I have some pine boards that are 7/8" x 11" x 9' long that I would like to resaw in half in order to end up with thinner lumber. I am looking for any advice that anyone might have before I tackle this project, such as would it be better to cut the boards to a shorter length before processing, best blade to use, etc. Want to avoid pitfalls that others might have run up against. Thanks! Chuck


----------



## Sidecar (Jan 12, 2016)

Hmmmm ...anyone have a band mill close to you that you could jig something up to cut those boards (how many ).......going to take a band saw with a bit of muscle and one that will accept a decent width blade.......this will be a good topic.....

Reactions: Thank You! 1


----------



## gman2431 (Jan 12, 2016)

As sidecar said it's gonna take a bandsaw that's capable. What kind of saw you got or plan to use? That will answer alot of your questions.

Instead of doing the whole thing I would Definetly cut close to your lengths then trim up afterward. Otherwise running a 9 footer would be a two man operation IMO.

I use a big grizzly at work for big stuff that has a 5hp motor, we also have an old do all 10hp that is a monster. I. probably would be hesitant to try that wide of a board on a little saw.
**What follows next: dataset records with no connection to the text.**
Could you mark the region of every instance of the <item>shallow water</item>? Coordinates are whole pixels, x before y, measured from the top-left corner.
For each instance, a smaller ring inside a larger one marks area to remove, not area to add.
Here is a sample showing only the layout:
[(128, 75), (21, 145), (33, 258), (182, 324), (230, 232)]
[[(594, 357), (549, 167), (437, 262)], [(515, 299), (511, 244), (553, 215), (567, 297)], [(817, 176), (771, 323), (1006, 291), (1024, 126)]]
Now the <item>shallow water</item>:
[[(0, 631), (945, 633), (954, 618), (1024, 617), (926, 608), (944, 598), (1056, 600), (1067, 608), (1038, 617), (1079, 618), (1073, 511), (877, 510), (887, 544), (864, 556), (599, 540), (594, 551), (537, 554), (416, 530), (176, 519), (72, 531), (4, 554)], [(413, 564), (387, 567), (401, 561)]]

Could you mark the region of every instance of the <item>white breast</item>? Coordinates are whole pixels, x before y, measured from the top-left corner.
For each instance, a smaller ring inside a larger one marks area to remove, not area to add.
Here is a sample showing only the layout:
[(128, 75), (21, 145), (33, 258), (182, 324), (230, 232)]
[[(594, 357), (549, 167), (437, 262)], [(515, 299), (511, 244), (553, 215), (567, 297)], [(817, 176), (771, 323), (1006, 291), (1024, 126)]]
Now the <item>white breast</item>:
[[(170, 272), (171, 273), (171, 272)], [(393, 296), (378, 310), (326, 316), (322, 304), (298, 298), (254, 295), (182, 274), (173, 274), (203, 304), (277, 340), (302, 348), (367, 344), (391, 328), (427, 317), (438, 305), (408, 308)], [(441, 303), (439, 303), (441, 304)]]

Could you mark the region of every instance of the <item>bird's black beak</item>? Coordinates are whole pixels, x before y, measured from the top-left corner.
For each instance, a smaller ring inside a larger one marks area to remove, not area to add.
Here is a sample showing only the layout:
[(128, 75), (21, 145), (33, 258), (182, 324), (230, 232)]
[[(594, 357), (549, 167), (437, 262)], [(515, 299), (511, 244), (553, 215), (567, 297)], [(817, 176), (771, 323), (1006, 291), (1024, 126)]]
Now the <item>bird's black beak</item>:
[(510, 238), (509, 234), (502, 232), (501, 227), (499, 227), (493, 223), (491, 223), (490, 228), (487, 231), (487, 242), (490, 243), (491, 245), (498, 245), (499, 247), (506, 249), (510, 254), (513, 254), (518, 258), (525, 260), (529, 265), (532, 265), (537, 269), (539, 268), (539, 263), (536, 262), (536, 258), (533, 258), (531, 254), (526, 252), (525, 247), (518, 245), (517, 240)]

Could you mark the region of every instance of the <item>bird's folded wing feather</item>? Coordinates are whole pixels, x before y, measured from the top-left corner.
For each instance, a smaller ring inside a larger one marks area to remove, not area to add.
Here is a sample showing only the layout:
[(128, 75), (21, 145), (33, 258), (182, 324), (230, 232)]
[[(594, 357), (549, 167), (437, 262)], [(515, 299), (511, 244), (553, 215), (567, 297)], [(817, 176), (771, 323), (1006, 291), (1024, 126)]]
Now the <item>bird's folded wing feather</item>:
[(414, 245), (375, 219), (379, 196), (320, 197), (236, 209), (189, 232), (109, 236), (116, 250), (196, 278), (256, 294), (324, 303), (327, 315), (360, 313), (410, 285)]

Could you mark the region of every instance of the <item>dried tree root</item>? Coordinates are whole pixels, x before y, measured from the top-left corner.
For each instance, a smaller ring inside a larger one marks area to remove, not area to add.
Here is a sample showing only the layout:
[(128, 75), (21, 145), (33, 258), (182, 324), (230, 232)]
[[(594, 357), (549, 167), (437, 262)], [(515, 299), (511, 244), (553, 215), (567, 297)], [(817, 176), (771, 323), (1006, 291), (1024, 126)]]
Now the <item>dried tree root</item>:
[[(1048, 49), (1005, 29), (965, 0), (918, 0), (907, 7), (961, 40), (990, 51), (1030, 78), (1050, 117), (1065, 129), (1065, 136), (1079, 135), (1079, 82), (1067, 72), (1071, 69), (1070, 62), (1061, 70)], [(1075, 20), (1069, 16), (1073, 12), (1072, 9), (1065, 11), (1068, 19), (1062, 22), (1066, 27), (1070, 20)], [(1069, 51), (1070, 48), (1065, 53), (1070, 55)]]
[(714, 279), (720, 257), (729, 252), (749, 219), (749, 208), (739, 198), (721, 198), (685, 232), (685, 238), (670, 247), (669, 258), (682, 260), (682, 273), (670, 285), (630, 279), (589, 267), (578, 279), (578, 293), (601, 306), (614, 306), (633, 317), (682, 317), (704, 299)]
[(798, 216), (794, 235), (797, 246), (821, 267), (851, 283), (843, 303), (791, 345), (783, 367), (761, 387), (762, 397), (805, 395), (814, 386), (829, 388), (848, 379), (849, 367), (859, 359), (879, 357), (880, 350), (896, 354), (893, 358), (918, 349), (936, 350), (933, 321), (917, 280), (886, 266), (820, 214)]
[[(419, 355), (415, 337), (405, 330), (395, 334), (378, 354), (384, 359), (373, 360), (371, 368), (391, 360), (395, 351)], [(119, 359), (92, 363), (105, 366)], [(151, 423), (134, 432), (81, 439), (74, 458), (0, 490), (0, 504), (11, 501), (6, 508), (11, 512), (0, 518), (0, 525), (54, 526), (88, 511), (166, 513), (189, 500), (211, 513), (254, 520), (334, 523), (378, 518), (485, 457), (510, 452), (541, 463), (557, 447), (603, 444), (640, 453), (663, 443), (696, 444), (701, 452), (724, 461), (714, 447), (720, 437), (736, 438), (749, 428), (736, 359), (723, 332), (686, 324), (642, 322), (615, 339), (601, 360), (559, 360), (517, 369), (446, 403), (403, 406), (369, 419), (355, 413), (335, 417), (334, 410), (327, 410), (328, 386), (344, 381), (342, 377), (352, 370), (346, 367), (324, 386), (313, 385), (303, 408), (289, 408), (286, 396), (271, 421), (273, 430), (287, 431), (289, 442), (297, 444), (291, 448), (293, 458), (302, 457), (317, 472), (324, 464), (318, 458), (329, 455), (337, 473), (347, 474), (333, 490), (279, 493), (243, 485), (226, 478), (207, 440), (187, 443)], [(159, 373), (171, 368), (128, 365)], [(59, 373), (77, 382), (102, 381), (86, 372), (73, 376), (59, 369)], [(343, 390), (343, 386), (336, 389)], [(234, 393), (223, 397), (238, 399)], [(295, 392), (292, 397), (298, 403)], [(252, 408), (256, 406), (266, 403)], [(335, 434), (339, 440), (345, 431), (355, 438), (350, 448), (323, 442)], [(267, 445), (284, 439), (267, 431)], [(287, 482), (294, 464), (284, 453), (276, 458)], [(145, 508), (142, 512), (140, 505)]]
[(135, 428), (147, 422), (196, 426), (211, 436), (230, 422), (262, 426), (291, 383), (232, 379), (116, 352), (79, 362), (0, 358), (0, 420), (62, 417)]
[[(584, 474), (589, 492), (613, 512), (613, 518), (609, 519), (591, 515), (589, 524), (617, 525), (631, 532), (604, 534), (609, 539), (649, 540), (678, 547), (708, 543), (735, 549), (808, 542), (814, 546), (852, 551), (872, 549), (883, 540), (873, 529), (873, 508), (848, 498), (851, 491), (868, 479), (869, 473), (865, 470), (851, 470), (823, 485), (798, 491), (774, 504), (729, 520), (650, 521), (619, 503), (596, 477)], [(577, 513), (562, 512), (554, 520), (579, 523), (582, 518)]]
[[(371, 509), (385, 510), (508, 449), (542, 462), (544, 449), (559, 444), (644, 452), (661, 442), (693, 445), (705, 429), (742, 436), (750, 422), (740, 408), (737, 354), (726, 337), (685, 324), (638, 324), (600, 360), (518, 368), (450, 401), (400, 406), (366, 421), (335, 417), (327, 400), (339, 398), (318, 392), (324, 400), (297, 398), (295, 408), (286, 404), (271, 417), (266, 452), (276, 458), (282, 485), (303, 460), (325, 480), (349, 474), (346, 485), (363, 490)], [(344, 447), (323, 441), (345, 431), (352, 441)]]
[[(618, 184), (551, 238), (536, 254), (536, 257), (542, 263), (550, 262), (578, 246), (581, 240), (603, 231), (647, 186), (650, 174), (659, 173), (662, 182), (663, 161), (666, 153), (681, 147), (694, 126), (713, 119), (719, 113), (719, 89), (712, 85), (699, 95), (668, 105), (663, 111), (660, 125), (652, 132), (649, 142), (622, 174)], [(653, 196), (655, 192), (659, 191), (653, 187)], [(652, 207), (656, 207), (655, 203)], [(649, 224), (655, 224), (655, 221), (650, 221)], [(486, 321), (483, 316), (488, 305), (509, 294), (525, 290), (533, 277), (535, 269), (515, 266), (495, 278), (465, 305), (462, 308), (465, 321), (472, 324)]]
Reactions: Agree 2 | Informative 1


----------



## JR Custom Calls (Jan 12, 2016)

My advice would be to make sure your saw is set up properly. If you haven't seen the snodgrass bandsaw tune up video on YouTube, watch it. A 2-3 tpi blade is what you want to use, and IME, wider is better. I prefer 3/4 because they tend to run straighter easier. But everyone has their preference. Definitely cut them down to close to finished dimensions, just makes it easier to handle. My rikon with a 1.5hp motor resaws 12" without issue

Reactions: Agree 6 | Informative 1


----------



## CWS (Jan 12, 2016)

If you have a good table saw run the board on edge through the saw cutting a 2" deep kerf on both edges. That will help guide the bandsaw blade through the board. Agree the bandsaw needs to be tuned with a big blade.

Reactions: Agree 1 | Informative 2


----------



## barry richardson (Jan 12, 2016)

Shouldn't be a problem, pine is a soft wood, cuts easy, I agree with everyones advice so far, I will add; use a fresh blade, and don't rush the cutting, if you push too much on the board, the blade will deflect and drift...

Reactions: Thank You! 1 | Agree 2


----------



## Nature Man (Jan 12, 2016)

Thanks everyone for the advice. I have a 16" Jet, and I've run it with a 1" blade for other hardwood work. I've just not tackled a more precise job where I want to effectively slice boards in half, so that both slices are usable. Thought that pine would certainly be easier than most hardwoods to process. I have 20+ boards of this dimension to cut. Chuck


----------



## Sidecar (Jan 12, 2016)

What's the kerf on that 1 inch blade....if your dead on center thickness of the two halfs are going to less than 3/8 or .375


----------



## Nature Man (Jan 12, 2016)

Sidecar said:


> What's the kerf on that 1 inch blade....if your dead on center thickness of the two halfs are going to less than 3/8 or .375


Kerf is pretty wide, not sure of the exact measurement. And that is a good point. Might should downsize to a smaller blade. Chuck


----------



## Mike1950 (Jan 12, 2016)

And a 1 inch blade on a 16" wheel is big, at least in the book I read. The wider the blade the less it likes to bend. Also the wider the blade, The closer the saw has to be on set up. A lot a times I have used a 3/8's blade to resaw with my 20" saw and with good results..

Reactions: Thank You! 1 | Agree 2


----------